Recently, the plastid genomes of various red algal species have been sequenced (Janouškovec et al. 2013; Tajima et al. 2014). The C. merolae plastid genome is similar to other red algal plastid genomes in that it is gene rich: 223–250 unique genes are found in plastid genomes of red algae (Janouškovec et al. 2013). The striking feature of the C. merolae genome within the red algae is the high degree of gene compaction: it has the smallest genome size and the shortest intergenic region (Janouškovec et al. 2013). The median intergenic distance of the C. merolae plastid genome is extremely small (only 10 bp), whereas the intergenic distances of other red algal plastid genomes (including that of another cyanidialean species, Cyanidium caldarium) range from 61 to 85 bp (Janouškovec et al. 2013). Thus, the extraordinary compaction of the plastid genome of C. merolae has likely resulted from species-specific factors following the divergence of Cyanidioschyzon from other cyanidialean algae, such as Cyanidium (Janouškovec et al. 2013). The plastid genome of C. merolae encodes several genes that are rarely present in other plastid genomes (Ohta et al. 2003). Recently, 16 cyanobacterial genes were resolved to be present in the plastid genomes of only two Cyanidiales (C. merolae and Cyanidium caldarium) out of all known red algal plastid genomes (Janouškovec et al. 2013). Because plastid gene loss (endosymbiotic gene transfer) is slow in red algal plastid genomes (Nozaki et al. 2003; Janouškovec et al. 2013) and these two cyanidialean species are distantly related to other red algae with published plastid genomes, the 16 genes may be ancestral cyanobacterial genes that were lost in the latter red algae.

4 Nuclear Genome

To construct a 100%-complete nuclear genome sequence of C. merolae 10D, unresolved gaps between contigs and undetermined chromosome ends were filled using our previously constructed C. merolae bacterial artificial chromosome (BAC) clones (Matsuzaki et al. 2004).

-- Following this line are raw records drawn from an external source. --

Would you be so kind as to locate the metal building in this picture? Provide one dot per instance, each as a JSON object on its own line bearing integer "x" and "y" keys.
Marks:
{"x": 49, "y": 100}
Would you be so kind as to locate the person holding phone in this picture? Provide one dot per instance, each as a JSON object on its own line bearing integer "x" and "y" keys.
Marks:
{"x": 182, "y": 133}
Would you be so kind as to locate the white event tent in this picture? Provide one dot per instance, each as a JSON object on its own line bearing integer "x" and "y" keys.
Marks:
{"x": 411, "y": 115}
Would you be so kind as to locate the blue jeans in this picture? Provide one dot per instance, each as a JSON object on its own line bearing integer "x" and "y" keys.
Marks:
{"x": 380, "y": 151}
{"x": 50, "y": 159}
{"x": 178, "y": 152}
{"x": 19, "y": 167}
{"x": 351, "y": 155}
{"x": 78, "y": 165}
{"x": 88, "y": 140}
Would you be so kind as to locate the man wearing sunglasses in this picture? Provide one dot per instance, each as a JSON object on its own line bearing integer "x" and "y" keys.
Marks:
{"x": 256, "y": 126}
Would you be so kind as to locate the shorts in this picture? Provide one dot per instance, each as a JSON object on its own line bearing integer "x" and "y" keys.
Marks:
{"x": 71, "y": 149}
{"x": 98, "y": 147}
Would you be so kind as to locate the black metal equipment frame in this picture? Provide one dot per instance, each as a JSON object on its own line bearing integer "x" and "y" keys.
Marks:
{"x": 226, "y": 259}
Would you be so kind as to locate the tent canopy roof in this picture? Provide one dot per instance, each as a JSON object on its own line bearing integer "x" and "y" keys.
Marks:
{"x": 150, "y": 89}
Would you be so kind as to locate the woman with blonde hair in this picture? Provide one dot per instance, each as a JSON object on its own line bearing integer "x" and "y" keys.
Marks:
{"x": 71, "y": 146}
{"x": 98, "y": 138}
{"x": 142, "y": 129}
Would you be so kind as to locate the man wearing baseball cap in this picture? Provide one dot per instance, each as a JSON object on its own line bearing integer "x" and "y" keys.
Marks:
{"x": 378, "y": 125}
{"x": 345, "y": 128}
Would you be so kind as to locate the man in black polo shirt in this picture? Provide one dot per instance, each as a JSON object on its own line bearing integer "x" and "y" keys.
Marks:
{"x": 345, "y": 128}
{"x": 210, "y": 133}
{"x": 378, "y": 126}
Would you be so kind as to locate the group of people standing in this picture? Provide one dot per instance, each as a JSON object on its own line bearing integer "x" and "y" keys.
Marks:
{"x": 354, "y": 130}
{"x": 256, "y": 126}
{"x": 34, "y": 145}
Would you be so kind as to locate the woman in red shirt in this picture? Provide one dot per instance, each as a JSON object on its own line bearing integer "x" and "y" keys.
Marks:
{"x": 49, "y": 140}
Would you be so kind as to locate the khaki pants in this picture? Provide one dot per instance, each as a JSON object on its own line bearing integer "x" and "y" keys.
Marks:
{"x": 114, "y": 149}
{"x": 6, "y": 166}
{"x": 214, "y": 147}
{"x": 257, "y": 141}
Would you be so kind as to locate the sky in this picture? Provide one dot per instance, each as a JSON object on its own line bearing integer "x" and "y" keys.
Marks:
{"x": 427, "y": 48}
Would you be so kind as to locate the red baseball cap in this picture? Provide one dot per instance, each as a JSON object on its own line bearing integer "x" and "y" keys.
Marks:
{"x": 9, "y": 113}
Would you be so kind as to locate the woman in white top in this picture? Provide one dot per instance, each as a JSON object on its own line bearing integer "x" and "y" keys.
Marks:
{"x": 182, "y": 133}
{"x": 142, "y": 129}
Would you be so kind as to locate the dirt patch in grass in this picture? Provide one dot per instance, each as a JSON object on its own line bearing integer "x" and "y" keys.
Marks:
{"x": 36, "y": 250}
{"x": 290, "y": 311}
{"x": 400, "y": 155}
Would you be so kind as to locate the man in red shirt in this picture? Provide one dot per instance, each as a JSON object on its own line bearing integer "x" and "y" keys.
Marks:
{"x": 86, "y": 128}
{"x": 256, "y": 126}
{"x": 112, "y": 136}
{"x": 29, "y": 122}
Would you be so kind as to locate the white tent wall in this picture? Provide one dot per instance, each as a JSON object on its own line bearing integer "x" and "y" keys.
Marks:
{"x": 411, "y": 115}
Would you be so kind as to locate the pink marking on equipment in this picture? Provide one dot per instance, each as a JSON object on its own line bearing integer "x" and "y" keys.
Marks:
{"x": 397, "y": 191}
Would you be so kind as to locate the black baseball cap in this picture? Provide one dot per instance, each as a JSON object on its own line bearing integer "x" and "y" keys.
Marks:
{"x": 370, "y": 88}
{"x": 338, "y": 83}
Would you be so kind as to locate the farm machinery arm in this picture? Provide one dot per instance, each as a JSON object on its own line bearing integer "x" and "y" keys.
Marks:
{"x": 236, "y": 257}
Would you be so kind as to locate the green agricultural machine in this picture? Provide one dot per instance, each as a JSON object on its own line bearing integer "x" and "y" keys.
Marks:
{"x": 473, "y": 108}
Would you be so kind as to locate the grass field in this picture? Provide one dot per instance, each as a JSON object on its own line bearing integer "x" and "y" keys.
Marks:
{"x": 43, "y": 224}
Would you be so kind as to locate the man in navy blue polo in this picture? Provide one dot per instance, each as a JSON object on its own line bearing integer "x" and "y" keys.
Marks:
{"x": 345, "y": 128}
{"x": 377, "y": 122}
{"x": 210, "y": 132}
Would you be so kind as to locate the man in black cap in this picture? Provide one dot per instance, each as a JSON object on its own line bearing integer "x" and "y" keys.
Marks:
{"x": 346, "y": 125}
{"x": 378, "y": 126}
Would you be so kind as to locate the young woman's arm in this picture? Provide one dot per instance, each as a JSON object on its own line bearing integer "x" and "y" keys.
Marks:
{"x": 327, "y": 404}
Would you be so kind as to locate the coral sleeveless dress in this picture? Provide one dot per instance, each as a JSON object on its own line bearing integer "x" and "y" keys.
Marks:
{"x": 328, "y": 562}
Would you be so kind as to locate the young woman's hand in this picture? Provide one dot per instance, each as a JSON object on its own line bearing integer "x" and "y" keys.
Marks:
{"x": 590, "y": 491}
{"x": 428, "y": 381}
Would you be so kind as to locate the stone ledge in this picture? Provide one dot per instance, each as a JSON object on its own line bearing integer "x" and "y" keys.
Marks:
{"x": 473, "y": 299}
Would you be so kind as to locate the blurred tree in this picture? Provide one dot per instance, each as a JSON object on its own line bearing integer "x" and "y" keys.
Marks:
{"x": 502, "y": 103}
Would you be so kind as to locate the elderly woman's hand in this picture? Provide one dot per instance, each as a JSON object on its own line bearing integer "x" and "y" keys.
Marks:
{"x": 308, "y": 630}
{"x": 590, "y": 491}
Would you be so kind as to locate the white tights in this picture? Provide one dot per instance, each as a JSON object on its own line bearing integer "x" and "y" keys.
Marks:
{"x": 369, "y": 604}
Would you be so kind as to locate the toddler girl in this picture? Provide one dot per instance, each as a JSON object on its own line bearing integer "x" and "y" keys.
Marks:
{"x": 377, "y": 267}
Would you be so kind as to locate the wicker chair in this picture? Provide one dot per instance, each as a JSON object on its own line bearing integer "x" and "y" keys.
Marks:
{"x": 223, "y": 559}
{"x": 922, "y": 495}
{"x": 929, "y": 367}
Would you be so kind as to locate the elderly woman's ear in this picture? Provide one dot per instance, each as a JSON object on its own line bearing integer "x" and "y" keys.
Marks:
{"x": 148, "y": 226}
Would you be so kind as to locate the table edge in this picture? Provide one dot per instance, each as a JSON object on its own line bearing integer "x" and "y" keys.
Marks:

Polymerase chain reactions (PCRs) of BAC clones containing these gaps were performed using specific primers complementary to sequences flanking the gaps (Nozaki et al. 2007). We used DNA walking annealing control primer technology in order to directly amplify unknown sequences adjacent to known sequences within a contig. PCR products were sequenced by using the cycle sequencing methodology, except for a single gap with extremely high G + C content on chromosome 10, which was filled by an in vitro transcription sequencing reaction (Nozaki et al. 2007). Chromosomal ends were sequenced by the inverse PCR method, polyC-tailing and the anchor primer method, and the asymmetric PCR method (Nozaki et al. 2007). To completely determine the sequences of the histone cluster area in this red algal genome, we performed NotI and ApaI subcloning of the BAC clone GESZ2-b20, which includes possible histone clusters on chromosome 14 (Matsuzaki et al. 2004). We performed Southern blot analysis with histone-related probes, restriction enzyme analysis, and end sequencing of the subclones to reveal the relative positions of the subclones on this chromosome. We completely filled six gaps between contigs/fragments in the area of histone cluster (Matsuzaki et al. 2004) using primer walking of the subclones (Nozaki et al. 2007). Our complete nuclear genome sequence of C. merolae consisting of 16,546,747 nucleotides covers 100% of the 20 linear chromosomes from telomere to telomere (Table 5.1, Fig. 5.3). These 20 unambiguous DNA molecules represent the simple and unique structures of eukaryotic chromosomes (Nozaki et al. 2007): a histone gene cluster of the smallest known size, all chromosomal ends with a unique telomeric repeat, and an extremely low number of transposons. Based on these genomic features and others that were discovered previously (Matsuzaki et al. 2004), C. merolae appears to contain the simplest nuclear genome of the nonsymbiotic species of eukaryotes. These unusually simple genomic features found in this 100%-complete genome sequence were considered very useful for further biological studies of cells of eukaryotes.

Fig. 5.3
figure 3

Bird’s-eye view of the 100%-complete structures of 20 chromosomes of C. merolae showing regions that were filled by Nozaki et al. (2007; “gap” and “chromosomal end”), the histone cluster area, telomere repeats, putative centromeric regions, and transposable elements (“class I” and “class II”) (From Nozaki et al. (2007))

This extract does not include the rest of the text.